Veg Shop 1 has 10 customers and 5 are happy. (50% average)
Veg Shop 2 has 20 customers and 8 are happy. (40% average)
Non-Veg Shop 1 has 15 customers and 5 are happy. (33% average)
Non-Veg Shop 2 has 25 customers and 10 are happy. (40% average)
Weighted average of Veg Shops is 43% (13 / 30), unweighted average is 45%.
Weighted average of Non-Veg Shops is 37.5% (15 / 40), unweighted average is 36.5%.
I know that with weighted average distribution matters and I feel that it implies that there is correlation between the values aggregated. However, in this example, if I count weighted average I accept that there is correlation, but I discard the correlation between Veg and Non-Veg shops.
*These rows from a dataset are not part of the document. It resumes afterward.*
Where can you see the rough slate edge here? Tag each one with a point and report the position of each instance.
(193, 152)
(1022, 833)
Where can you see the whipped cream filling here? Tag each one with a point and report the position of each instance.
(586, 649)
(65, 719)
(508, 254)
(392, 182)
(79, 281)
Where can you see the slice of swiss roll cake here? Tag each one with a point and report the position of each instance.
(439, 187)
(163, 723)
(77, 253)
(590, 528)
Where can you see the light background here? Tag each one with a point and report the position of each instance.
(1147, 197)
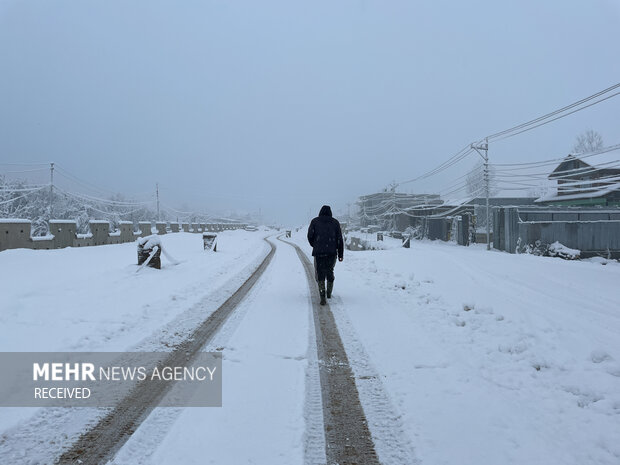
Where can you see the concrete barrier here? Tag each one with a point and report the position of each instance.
(15, 234)
(126, 229)
(161, 228)
(64, 233)
(145, 228)
(100, 231)
(593, 232)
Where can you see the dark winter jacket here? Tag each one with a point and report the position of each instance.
(324, 234)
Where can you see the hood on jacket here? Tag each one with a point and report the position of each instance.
(325, 211)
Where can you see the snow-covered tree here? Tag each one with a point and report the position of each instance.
(588, 141)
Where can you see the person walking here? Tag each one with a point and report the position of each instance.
(325, 237)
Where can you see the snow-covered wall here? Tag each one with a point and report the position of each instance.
(593, 232)
(16, 233)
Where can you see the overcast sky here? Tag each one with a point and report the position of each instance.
(287, 105)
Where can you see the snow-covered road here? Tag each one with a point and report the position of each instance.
(489, 357)
(265, 346)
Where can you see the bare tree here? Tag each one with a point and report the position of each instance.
(588, 141)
I can't really phrase the probabilities, but it feels that unweighted average is an answer to "my expected performance (based on customer feedback) among other shops of the same type", and weighted average is an answer to "the chance of a customer being happy, when going to any of the shops of the same type".
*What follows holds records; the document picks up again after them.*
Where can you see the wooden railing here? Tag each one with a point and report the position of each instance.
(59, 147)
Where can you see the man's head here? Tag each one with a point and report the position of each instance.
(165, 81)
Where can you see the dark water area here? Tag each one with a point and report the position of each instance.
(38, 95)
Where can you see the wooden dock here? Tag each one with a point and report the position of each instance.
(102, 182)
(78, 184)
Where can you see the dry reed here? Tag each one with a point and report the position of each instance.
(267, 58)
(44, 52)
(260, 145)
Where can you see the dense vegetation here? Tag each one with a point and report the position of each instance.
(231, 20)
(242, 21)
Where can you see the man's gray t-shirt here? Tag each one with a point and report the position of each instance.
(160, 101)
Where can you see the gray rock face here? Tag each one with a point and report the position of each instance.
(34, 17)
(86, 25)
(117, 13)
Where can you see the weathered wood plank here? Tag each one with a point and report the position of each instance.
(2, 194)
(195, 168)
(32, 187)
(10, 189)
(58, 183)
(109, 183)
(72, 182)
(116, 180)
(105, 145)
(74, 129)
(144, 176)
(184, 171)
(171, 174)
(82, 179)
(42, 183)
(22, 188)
It is still not really clear for me, though. Does anybody have some clearer ideas on what the probabilities would mean?
Also, is it possible at all to assign meaningful values to both weighted and unweighted average on the same dataset?
Thanks,
Norbert
 A: What you are calling the "weighted average" is the only proper way to calculate the percentage of satisfied customers in both shops. Taking average of percentages (what you call "unweighted" average) will give you useless results if your samples differ in size.
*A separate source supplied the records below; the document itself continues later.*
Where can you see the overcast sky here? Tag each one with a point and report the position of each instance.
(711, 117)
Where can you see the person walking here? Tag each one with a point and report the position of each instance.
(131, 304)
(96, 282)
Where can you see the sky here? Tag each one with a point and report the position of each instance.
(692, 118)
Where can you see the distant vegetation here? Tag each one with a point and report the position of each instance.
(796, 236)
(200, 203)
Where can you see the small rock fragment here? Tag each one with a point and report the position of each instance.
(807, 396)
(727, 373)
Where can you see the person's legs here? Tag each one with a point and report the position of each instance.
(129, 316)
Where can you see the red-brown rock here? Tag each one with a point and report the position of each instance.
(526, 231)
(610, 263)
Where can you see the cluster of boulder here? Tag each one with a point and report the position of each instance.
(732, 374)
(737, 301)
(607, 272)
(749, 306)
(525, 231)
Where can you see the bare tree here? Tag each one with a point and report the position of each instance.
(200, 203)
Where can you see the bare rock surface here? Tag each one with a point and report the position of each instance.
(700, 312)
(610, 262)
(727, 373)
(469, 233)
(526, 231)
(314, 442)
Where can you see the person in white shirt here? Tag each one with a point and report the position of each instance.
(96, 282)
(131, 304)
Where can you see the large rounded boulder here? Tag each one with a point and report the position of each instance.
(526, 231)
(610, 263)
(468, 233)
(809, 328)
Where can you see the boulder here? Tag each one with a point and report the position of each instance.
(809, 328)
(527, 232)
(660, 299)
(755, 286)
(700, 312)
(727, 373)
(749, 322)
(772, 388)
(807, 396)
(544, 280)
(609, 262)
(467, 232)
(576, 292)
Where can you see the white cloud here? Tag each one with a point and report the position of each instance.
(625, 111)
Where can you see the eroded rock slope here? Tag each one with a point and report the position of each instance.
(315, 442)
Imagine extreme case: you have two shops A and B, in shop A there was one customer and he was not satisfied and in shop B there were 100 customers and 90 of them were satisfied -- would you conclude that 45% of customers of both shops were satisfied? Obviously not!
The smaller sample is much less reliable, so it should not be included in the final estimate with the same weight as the larger one. Speaking more formally, estimates from the smaller sample has a greater error.

Two shops: A and B, in A there are two customers, one happy, in B,
there were 100 and 75 were happy. So they have 50% and 75% happy
customers, so the average is 62.5%. Using your example from the comment:

Standard error for the estimate from the first shop is $\frac{0.5(1-0.5)}{\sqrt 2} = 0.18$, while for the second one $\frac{0.75(1-0.75)}{\sqrt{100}} = 0.02$. So the possible deviation from the true proportion of satisfied customers in shop A is much larger. If the samples differ that much in their reliability, you shouldn't give them equal trust and weight them equally when taking their average.
You can easily convince yourself why using pooled mean is a much better idea than using the raw one by conducting a simple simulation study. I simulate two shops, with $n=8$ and $n=100$ customers, both having the same proportion of satisfied customers. If you compare the results obtained using raw mean ("unweighted") and the pooled ("weighted") estimates, you'll see that when using the raw mean the variability of the difference between the estimate and the true value is much greater. Saying this in simple English: using raw mean you are at greater risk of obtaining the wrong estimate than in the case of pooled mean.

For much more advanced methods of pooling different probabilities, you can check Combining probabilities/information from different sources thread or this one Combining two estimates .
A: So there is a student Joe.  Student Joe has a deal with his mom that he will get a good allowance as long as he keeps a grade of a B or better.  Joe is graded based on tests and quizzes.  His scores are as follows:
Quizzes:
8:10  - 80%
9:10 – 90%
9:10 – 70%
10:10 – 100%
Tests:
50:100 – 50%
70:100 – 70%
85:100 – 85%
When Joe’s mom asks how hes doing in school he says, “Good, I have an 80.7% average!!”.  His Mom says “Great, here is your allowance”.  A month later Joe’s mom gets his report card and sees a 70.9%.  Furious, Joe’s mom gets a meeting with Joe and the teacher.  Joe explains he was averaging his test percents and Joe’s teacher shows him how the “weighted average” is calculated.  Coincidentally Joe's teacher also lowers Joe’s grade to a D.